Getting a Twitter was perhaps a fantastic idea. Through it I was able to check out this ARTICLE and learn that Jenny Saville is having a show in NYC with a new body of work related to pregnancy. I am incredibly inspired to work today... but not framing, work as in PAINTING. It does make me happy to wake up every morning and seeing a painting in the works on a shitty easel, and another painting almost completed leaning against the wall. Even more so, I'm excited by the idea of starting a new piece today as well. I should draw more today. Clean up my room a bit more. Listen to music. Maybe watch a movie when I eat lunch or something. Who know.

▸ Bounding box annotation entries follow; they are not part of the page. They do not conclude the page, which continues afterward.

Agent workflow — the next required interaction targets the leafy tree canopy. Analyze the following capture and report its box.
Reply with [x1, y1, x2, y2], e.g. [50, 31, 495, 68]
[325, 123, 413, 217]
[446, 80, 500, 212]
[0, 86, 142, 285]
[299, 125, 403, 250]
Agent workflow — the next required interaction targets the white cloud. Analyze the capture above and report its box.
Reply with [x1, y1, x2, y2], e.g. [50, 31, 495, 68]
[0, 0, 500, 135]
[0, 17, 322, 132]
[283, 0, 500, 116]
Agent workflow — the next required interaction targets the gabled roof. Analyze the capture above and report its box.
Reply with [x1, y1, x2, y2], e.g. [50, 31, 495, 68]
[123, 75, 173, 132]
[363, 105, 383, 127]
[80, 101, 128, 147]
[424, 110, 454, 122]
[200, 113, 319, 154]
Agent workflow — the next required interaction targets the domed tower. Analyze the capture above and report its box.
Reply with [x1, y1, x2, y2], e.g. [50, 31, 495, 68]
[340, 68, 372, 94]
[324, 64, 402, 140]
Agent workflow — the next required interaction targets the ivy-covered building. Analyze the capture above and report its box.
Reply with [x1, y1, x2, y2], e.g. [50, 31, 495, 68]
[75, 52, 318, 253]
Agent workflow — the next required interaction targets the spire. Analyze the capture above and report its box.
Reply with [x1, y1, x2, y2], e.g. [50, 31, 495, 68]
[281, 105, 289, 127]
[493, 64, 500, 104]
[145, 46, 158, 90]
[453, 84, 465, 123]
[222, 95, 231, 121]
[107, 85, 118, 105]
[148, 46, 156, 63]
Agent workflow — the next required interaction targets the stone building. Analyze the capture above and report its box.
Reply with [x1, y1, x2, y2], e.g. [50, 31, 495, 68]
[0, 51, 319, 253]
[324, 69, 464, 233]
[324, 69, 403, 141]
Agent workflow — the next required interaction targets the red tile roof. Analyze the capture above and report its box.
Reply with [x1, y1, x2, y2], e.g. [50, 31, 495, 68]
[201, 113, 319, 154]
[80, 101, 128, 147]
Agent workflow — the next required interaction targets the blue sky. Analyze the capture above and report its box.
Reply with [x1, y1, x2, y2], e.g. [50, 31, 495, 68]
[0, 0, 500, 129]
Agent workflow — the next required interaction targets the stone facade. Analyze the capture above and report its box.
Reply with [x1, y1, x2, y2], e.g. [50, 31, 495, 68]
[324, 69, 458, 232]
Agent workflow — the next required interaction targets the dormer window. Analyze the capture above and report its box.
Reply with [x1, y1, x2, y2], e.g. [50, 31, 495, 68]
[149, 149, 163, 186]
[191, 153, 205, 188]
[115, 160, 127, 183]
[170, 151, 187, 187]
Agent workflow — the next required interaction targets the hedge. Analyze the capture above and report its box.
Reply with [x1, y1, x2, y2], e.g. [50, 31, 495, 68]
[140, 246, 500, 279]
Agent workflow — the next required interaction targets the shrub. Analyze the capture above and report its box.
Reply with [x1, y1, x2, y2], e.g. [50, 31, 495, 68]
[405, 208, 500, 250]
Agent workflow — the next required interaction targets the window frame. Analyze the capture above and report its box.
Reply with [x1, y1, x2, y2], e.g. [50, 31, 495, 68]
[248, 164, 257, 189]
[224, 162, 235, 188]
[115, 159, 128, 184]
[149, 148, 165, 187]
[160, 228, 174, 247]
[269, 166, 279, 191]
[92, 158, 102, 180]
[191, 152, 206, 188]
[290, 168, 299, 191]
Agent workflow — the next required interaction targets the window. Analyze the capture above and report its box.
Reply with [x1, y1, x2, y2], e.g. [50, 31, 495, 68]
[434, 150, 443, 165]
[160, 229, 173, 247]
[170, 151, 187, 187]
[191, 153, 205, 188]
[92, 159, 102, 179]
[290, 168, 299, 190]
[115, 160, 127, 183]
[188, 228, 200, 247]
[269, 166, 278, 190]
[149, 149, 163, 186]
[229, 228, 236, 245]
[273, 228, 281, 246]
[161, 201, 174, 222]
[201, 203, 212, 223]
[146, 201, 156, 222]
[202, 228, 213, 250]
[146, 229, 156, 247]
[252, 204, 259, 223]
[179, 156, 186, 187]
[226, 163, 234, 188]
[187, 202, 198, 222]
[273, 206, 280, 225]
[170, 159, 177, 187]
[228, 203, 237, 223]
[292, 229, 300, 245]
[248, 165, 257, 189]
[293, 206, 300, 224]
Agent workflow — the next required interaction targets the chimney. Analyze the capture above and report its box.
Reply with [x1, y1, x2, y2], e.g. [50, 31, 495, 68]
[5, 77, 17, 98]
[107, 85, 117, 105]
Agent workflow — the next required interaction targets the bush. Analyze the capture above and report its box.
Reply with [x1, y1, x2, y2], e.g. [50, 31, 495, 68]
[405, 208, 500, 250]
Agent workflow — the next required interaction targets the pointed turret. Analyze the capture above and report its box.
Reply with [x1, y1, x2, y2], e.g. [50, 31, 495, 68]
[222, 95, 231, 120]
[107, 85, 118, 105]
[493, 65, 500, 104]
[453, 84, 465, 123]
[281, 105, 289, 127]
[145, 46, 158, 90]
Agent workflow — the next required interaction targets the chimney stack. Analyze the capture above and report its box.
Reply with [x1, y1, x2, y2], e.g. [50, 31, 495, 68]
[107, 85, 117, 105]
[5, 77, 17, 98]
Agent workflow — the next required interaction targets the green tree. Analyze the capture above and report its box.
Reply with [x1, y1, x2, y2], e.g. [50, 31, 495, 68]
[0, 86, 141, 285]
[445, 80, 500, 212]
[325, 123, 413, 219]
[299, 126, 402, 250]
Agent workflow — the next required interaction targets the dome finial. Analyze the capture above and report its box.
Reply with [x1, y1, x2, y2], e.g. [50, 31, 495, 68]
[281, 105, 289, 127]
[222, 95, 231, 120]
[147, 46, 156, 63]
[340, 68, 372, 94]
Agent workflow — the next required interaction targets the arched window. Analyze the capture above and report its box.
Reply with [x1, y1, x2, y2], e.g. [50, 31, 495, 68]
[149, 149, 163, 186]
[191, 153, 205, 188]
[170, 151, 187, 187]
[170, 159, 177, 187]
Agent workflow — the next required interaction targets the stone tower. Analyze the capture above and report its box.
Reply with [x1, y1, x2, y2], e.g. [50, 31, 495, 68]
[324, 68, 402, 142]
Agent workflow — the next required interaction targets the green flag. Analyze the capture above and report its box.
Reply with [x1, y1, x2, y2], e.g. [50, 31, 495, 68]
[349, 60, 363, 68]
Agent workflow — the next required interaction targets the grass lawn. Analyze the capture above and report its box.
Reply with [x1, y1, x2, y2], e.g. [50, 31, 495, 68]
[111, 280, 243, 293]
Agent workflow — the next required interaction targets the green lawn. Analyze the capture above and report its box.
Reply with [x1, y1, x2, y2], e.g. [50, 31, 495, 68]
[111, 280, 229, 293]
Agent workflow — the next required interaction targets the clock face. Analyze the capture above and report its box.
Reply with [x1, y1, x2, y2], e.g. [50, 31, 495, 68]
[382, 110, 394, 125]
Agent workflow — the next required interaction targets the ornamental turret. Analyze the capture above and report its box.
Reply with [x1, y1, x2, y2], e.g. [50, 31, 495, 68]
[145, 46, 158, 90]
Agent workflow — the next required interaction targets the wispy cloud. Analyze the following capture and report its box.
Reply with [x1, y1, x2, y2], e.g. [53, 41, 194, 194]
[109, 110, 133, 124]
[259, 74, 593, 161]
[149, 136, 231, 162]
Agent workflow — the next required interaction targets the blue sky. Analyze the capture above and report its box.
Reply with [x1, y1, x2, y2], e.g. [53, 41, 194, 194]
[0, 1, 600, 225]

In all honestly, I have learned that having a full time job leaves you tired, even if you love it. I'm just blessed to continue to work with my hands, and learn various things that I can change with presenting my own work, etc. I feel for now, this is good for me. I am indeed struggling, I'm barely out of college, etc. and I know that I need to attend gallery openings, and the only thing blocking my path is fear of rush hour traffic, fear of getting lost. It's just really something I need to get over with. In fact, if it's one thing to keep me from being successful is my own fear of being successful.
I did apply to one show before the deadline, and I leave it to fate if it made it... further if I even get in. At least I know for that I tried, and that's what matters. now. I sleep at night knowing I tried. I do not yet have the ability to get my own studio away from my apt. That's a someday thing. Honestly, at this time, the best thing I can do is work, start paying back student loans when the time comes, and work on my art when I can and accept being happy. Within a year I will be applying for grad school, hopefully, and likely rejected, all with hopes to apply again and get in to one, and really explore my art, myself, really get myself out there. And after that, who knows. In the mean time, I have to balance everything in my life. So goes the life of being... an adult... with a deep hearted passion for art.